Saturday, March 19, 2016

2700 Words on Literature Review on Language Test Validation Paradigms and Migration

[Not proofed yet, and will likely want some editing before submission. Still undecided whether or not to give a few lines each to Weir, 2005, and Chapelle, 2012. Will finish it on Monday. Allotment tomorrow.]

This research is concerned with the validity of language tests used by the immigration authorities to measure the fitness of people resident in Scotland to become citizens of the United Kingdom. The first issue is to establish what is meant by validity in the context of assessing abilities in English as a Second Language (L2) for people who have a different first language, (L1). I refer to ‘citizenship tests’ meaning for the purposes of this submission the language element (actually a test in the speaking and listening domains at the B1 level of the Common European Framework of Reference). But the literature reviewed could equally apply to all tests of language ability connected with migration to the UK, and in particular to Scotland. These include the A1 level tests for spousal visas, and the B2 level tests for applicants for visas who wish to work as Ministers of Religion.

The problem of language test validity was stated a long time ago by Kelley (1927) as being ‘whether a test measures what it purports to measure’, (p14). Lado (1961) put it, ‘Does a test measure what it is supposed to measure? If it does, it is valid,’ (p321). But if we hold a citizenship test up to this formulation the difficulties are quickly apparent: what precisely is the test measuring? For Kiwan, (2011) those involved in formulating UK policy on citizenship and citizenship education see its defining characteristic as ‘active participation’ (per Crick, 2000). Kiwan sees policy as being framed in educational terms, (p271), and that all citizenship education is seen as ‘providing knowledge and skills of participation’ and that there is an assumption on the part of policy makers that acquisition of such skills will lead to citizenship as ‘active participation’, (p272).

Biesta, 2008, synthesises policy on citizenship education to find four characteristics of official views of what citizenship means in Scotland: focus on capabilities suggests a powerful emphasis on the individual; the concept is wide enough to take in ‘political, economic, social and cultural life’; it is active, not passive; and, it must be excercised in a community. (P40).

It can be seen that the concept of citizenship in both the UK as a whole, and in Scotland is, whilst tangible, far from straightforward. How then can tests which purport to assess a person’s fitness to exercise citizenship be validated? More specifically, how can we validate a test which purports to show that a person has reached a stage of sophistication in an L2 which will enable them to exercise citizenship?
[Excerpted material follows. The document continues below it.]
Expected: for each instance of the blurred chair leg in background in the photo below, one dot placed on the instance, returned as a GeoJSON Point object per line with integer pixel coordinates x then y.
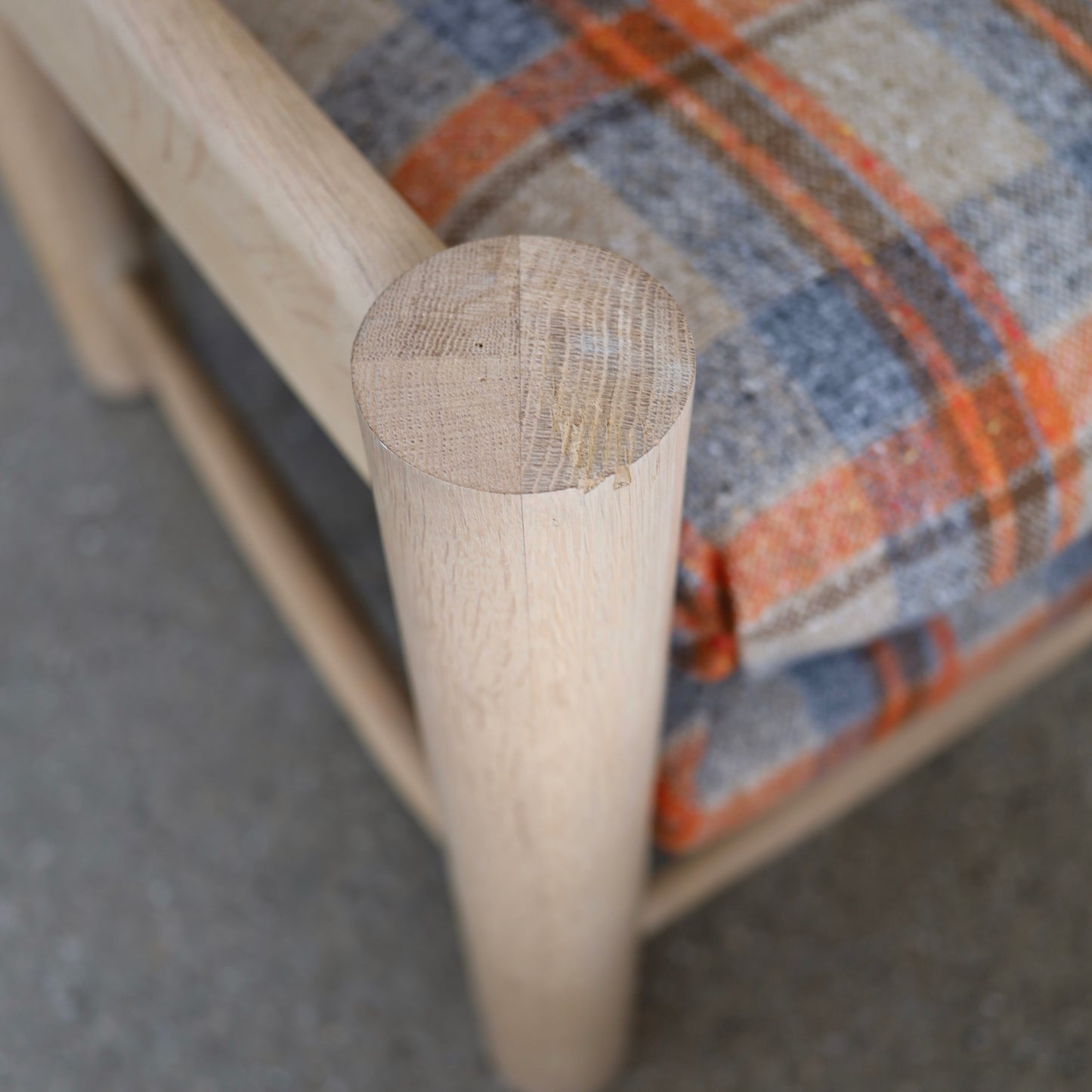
{"type": "Point", "coordinates": [80, 222]}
Linn et al, 1991, observed that, in an era when language testing was moving away from multiple choice items and into more sophisticated tests of ability, existing validity paradigms were insufficient, (p16). Traditional practice was to validate through correlation, (often described as ‘criterion validity’ in the literature) whereby test scores would be compared with other measures of the same ability such as teacher norming or other tests (p16). These routes to validity are not open in language tests of fitness for citizenship. (The ‘Knowledge of Life in the UK’ aspect of the citizenship test, which is assessed by multiple choice items, could actually be validated on the basis of correlation: it is taught from a single text; however, the limits of ‘criterion validity’ can be seen in the fact that a high score on such a test could be achieved through rote-learning, which policy makers would be unlikely to endorse as valid.)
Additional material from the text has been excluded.